MITRE Engenuity to assess commercial cybersecurity products’ ability to detect threats
MITRE Engenuity will assess commercial cybersecurity products’ ability to detect the threat posed by the groups commonly known as Sandworm and Wizard Spider, both of whom have used data encryption as a key element of their attacks.
Applications for evaluation are available through May 28.
Analysts believe that Sandworm used data encryption to incur more than $10 billion in damage to industry in attacks with its NotPetya malware.
The group is also widely suspected of attacks that have shut down the Ukrainian electrical grid on multiple occasions. Wizard Spider has reportedly used data encryption to steal more than $150 million through ransomware attacks.
The evaluations will use ATT&CK, a MITRE-curated knowledge base of adversary tactics, techniques, and procedures that is based on published threat reporting.
ATT&CK is freely available and is used by cyber defenders in areas including finance, healthcare, energy, manufacturing, retail, and government to understand adversary behavior and tradecraft.
MITRE Engenuity will evaluate each participating vendor’s ability to detect the threats posed by Sandworm and Wizard Spider in two distinct scenarios during the evaluation.
All results will be released, and the format will allow the public to see them in their entirety or filtered by adversary.
“Sandworm and Wizard Spider use a range of strategies and tactics that are typical of a broad range of adversaries that employ data encryption to achieve their goals,” said Frank Duff, ATT&CK Evaluations lead.
“We’re increasingly receiving requests to address high-impact techniques like data encryption, which can devastate healthcare organizations, municipal governments, and a wide range of other critical infrastructure,” Duff said.
“However, these emulated scenarios will still include the full range of tactics and techniques that these groups use as they penetrate and operate on networks prior to encrypting data.”
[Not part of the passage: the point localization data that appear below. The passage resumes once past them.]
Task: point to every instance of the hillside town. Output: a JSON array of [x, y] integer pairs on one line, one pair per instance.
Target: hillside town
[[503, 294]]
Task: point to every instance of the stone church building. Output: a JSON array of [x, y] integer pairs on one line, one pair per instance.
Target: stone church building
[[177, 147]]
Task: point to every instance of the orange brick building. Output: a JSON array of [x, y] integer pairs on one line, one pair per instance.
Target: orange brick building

MITRE Engenuity plans to announce results shortly from its evaluations based on Carbanak and FIN7, groups that analysts believe have stolen more than $1 billion across hundreds of businesses in the financial services and hospitality industries over the past five years.
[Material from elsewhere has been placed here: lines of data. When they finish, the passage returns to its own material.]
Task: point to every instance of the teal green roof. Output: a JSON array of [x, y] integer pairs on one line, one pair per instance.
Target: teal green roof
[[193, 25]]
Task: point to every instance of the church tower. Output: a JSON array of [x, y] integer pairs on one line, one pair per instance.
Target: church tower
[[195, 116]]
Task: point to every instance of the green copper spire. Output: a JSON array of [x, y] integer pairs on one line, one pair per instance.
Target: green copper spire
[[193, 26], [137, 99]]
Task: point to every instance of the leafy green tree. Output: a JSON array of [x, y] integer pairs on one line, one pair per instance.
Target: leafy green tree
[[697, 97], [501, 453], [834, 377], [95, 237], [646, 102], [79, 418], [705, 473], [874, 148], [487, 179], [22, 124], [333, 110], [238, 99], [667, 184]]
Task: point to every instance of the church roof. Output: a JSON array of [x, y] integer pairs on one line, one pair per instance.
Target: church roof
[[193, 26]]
Earlier ATT&CK evaluations examined the threat posed by APT3, a Chinese-based threat group that analysts believe has targeted U.S. organizations and Hong Kong-based political targets, and APT29, a group attributed to the Russian government and the compromise of the Democratic National Committee that started in 2015.
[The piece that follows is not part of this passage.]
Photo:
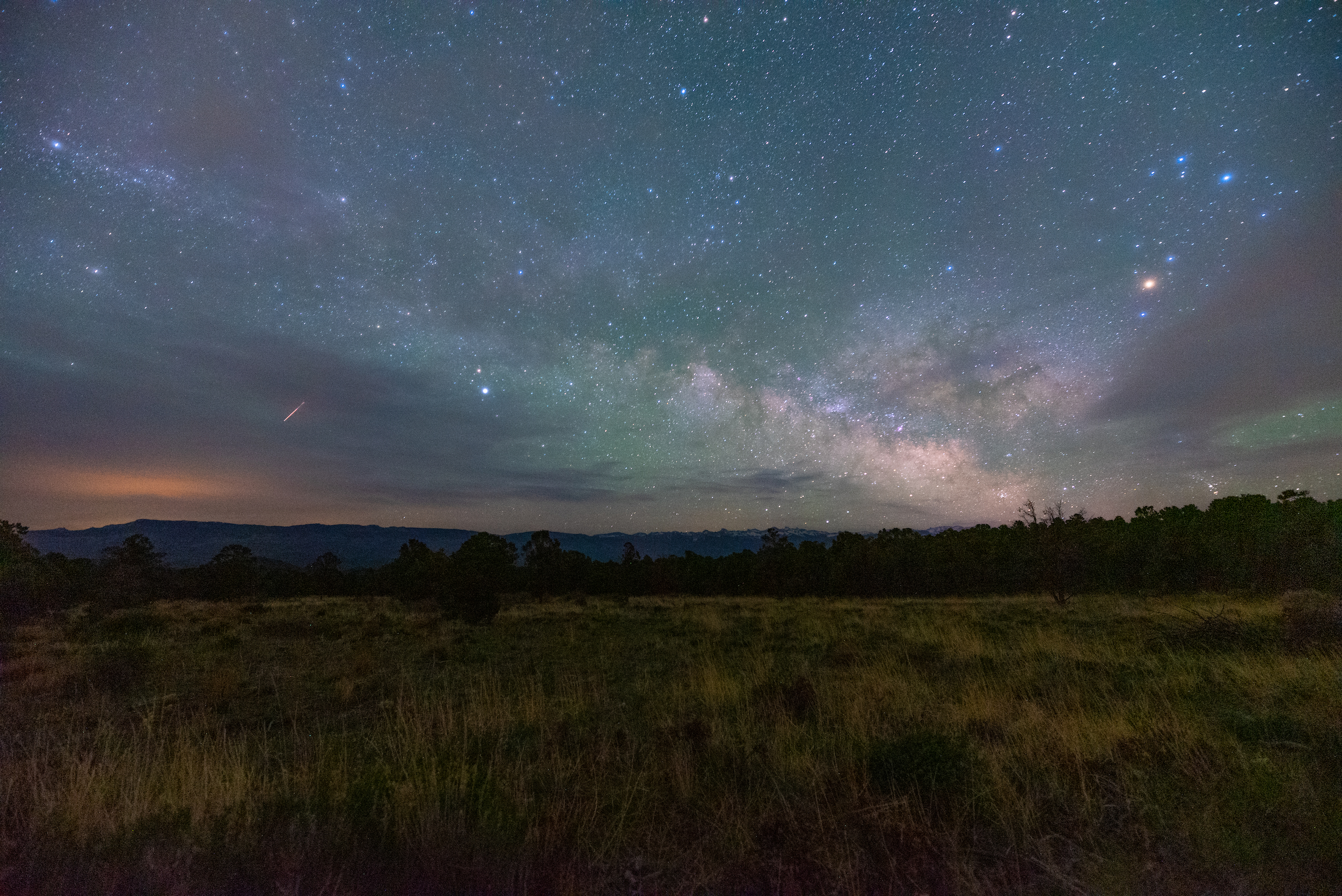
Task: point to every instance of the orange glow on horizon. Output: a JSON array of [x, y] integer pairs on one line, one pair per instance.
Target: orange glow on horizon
[[122, 483]]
The evaluations are paid for by vendors and are intended to help vendors and end users better understand their product’s capabilities in relation to the ATT&CK framework.
MITRE Engenuity makes the methodology and resulting data publicly available so other organizations may benefit and conduct their own analysis and interpretation. The evaluations do not provide scores, ranks, or endorsements. Results will be announced in early 2022.